Studies towards the biomimetic synthesis of cardinalin 3 are described. Despite the successful enantioselective synthesis of the monomeric pyranonaphthoquinone ventiloquinone L, it subsequently failed to undergo a proposed biomimetic homodimerisation to cardinalin 3 using a range of oxidants. However, treatment of a related naphthopyran with cerium ammonium nitrate (CAN) facilitated a tandem biaryl bond formation-oxidative demethylation sequence furnishing a dimeric pyranonaphthoquinone that had exclusively dimerised at C6. The nature of this unusual sequence is discussed and the product subsequently converted to the C6 regioisomer of cardinalin 3.

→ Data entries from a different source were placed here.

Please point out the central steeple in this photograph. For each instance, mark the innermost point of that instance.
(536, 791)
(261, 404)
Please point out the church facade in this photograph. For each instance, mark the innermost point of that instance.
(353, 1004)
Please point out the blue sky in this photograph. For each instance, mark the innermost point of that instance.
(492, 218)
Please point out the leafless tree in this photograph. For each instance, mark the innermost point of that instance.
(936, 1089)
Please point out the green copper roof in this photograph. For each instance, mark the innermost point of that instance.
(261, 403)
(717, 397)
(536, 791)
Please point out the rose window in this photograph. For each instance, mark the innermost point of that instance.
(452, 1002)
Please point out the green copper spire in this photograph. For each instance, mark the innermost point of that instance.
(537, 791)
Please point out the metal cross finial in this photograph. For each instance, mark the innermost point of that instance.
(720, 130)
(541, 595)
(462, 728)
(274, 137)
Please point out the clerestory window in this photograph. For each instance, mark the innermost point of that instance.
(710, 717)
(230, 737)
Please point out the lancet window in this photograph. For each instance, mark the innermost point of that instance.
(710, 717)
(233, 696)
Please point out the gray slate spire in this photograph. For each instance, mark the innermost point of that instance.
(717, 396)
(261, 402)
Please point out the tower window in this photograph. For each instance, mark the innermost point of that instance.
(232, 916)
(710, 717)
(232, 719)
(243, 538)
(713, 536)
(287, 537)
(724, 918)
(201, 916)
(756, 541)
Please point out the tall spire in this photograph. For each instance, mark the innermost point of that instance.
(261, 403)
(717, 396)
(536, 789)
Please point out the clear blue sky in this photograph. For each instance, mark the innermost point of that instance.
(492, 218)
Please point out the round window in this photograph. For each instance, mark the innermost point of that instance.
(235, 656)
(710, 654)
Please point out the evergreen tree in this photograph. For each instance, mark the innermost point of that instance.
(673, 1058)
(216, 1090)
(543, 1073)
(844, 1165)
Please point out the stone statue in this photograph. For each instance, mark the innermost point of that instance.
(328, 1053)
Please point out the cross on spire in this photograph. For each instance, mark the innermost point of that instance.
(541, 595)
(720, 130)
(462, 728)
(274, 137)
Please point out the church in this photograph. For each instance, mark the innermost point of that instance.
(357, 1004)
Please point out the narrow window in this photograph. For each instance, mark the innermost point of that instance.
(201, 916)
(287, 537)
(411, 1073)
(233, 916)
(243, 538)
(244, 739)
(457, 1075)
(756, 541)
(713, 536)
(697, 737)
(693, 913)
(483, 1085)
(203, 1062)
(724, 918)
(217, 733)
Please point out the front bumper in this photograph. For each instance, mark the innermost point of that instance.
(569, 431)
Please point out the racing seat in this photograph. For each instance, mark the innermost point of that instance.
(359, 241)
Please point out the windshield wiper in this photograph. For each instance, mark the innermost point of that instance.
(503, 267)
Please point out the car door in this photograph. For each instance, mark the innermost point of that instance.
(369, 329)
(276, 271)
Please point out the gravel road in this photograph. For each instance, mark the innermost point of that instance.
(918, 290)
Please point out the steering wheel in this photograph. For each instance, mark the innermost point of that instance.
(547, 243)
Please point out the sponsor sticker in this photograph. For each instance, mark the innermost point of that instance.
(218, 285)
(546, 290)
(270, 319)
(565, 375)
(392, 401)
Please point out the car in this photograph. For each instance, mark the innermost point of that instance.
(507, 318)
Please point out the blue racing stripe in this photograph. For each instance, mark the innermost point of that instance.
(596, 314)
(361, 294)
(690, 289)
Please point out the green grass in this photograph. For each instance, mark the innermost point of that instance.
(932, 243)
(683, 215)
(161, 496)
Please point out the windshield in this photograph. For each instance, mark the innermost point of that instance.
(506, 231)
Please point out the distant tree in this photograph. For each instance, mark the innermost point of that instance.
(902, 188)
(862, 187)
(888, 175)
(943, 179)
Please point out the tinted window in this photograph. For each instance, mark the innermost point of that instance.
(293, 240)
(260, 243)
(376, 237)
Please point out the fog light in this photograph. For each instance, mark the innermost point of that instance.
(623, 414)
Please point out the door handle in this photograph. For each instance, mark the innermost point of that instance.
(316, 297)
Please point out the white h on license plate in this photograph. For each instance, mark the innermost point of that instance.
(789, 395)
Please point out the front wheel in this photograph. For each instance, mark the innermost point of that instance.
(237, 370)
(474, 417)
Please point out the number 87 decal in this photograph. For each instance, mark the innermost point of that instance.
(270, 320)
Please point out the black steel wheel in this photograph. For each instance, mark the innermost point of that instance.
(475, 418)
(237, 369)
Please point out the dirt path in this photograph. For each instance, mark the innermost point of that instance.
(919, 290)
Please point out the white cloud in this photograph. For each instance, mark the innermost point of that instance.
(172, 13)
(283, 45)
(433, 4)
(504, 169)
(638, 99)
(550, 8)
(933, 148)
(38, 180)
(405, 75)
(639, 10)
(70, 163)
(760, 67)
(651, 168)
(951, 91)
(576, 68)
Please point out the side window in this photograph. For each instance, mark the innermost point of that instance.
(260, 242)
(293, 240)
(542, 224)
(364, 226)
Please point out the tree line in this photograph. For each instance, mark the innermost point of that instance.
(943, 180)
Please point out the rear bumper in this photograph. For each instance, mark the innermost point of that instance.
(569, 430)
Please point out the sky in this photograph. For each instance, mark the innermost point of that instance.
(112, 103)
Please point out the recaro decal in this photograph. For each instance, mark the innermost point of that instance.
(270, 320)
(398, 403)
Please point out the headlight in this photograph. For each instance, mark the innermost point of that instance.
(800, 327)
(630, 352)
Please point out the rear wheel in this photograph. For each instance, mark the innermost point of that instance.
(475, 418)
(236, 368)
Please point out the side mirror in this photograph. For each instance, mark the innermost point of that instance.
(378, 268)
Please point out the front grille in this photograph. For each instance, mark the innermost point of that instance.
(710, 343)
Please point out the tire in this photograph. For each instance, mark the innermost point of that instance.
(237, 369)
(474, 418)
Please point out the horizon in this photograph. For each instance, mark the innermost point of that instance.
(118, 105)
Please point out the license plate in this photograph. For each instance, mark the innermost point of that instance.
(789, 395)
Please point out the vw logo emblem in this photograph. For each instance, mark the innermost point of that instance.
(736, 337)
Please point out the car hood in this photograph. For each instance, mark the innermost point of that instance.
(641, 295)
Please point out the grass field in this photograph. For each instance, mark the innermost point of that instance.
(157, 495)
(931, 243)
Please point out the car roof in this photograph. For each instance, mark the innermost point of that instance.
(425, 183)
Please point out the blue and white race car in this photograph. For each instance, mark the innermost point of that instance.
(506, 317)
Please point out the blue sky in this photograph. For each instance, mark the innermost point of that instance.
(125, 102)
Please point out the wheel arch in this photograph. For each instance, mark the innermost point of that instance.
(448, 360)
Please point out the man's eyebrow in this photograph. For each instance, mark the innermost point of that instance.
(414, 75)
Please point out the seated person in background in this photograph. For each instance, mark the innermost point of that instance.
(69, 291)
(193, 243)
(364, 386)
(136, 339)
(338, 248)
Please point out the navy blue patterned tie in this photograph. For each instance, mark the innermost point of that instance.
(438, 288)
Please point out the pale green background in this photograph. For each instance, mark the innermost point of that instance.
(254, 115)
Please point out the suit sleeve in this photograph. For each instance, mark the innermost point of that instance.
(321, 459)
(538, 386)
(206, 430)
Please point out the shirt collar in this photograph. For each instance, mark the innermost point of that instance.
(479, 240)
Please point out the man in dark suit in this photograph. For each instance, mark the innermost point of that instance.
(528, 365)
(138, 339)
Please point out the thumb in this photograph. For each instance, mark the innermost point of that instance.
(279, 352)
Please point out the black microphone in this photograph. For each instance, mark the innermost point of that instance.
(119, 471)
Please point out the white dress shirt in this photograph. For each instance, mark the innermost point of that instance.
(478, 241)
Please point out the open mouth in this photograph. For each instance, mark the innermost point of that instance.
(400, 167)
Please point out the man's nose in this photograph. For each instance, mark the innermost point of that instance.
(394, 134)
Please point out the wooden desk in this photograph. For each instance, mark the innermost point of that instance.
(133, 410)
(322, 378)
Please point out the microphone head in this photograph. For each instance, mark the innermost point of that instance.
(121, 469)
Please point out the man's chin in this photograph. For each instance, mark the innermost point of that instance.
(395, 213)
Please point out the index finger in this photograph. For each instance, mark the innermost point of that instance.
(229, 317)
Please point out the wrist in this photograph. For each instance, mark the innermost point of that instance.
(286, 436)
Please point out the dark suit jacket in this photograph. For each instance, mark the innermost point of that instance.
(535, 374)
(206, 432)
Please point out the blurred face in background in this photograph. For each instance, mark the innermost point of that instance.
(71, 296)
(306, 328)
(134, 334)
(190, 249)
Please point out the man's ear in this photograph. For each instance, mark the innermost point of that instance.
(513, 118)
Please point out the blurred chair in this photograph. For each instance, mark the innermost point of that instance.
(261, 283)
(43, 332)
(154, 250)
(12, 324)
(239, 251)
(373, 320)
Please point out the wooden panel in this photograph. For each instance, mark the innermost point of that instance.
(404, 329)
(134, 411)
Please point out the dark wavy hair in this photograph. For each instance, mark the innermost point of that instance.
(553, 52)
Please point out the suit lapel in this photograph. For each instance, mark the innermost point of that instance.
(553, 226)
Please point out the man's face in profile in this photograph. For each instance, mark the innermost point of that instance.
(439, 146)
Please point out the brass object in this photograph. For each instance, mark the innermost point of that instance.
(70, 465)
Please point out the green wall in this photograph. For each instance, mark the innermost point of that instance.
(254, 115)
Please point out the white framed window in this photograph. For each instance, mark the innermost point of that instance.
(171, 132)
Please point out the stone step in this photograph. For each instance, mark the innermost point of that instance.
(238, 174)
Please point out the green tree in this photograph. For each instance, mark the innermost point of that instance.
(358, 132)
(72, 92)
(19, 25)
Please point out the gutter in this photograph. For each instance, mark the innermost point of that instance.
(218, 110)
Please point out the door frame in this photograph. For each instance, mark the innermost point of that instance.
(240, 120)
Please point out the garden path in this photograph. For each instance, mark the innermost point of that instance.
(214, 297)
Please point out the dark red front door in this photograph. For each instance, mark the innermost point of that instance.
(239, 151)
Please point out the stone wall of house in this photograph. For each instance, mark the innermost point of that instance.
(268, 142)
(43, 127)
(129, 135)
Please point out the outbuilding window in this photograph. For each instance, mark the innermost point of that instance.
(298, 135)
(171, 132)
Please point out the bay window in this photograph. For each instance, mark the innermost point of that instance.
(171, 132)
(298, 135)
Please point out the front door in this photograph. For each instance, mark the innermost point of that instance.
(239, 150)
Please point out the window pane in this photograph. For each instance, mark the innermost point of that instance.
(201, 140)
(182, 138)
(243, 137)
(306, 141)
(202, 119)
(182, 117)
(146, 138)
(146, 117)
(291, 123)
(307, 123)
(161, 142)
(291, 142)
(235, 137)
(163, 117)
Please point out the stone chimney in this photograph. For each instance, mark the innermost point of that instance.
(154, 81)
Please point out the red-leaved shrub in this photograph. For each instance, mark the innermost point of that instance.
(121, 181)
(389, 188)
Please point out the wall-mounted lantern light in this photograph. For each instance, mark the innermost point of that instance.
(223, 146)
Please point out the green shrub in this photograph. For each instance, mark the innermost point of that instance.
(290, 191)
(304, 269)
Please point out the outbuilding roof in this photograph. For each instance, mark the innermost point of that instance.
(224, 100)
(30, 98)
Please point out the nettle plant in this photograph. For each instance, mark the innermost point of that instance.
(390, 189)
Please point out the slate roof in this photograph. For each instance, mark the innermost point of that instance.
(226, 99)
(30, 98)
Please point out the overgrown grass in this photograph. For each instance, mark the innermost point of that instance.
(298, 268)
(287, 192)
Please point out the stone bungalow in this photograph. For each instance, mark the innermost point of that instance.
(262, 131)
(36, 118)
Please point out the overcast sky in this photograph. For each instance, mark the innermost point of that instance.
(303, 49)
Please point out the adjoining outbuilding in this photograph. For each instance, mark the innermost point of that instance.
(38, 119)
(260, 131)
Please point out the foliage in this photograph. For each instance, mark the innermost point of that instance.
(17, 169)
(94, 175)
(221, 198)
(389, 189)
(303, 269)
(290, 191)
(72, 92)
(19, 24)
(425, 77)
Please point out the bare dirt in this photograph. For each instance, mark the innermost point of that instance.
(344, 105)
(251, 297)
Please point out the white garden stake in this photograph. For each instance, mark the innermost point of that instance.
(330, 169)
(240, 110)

Toward an asymmetric synthesis of the dimeric pyranonaphthoquinone antibiotic crisamicin A.

A full account of our efforts toward an asymmetric synthesis of crisamicin A are presented. The key steps include a Hauser-Kraus annulation of a cyanophthalide with a chiral enone-lactone, a stereoselective cyclization-reduction to install the pyran unit, and a Suzuki homocoupling to forge the key biaryl bond. This work has culminated in the asymmetric synthesis of a dimer bearing the complete carbon skeleton of the dimeric pyranonaphthoquinone natural product crisamicin A.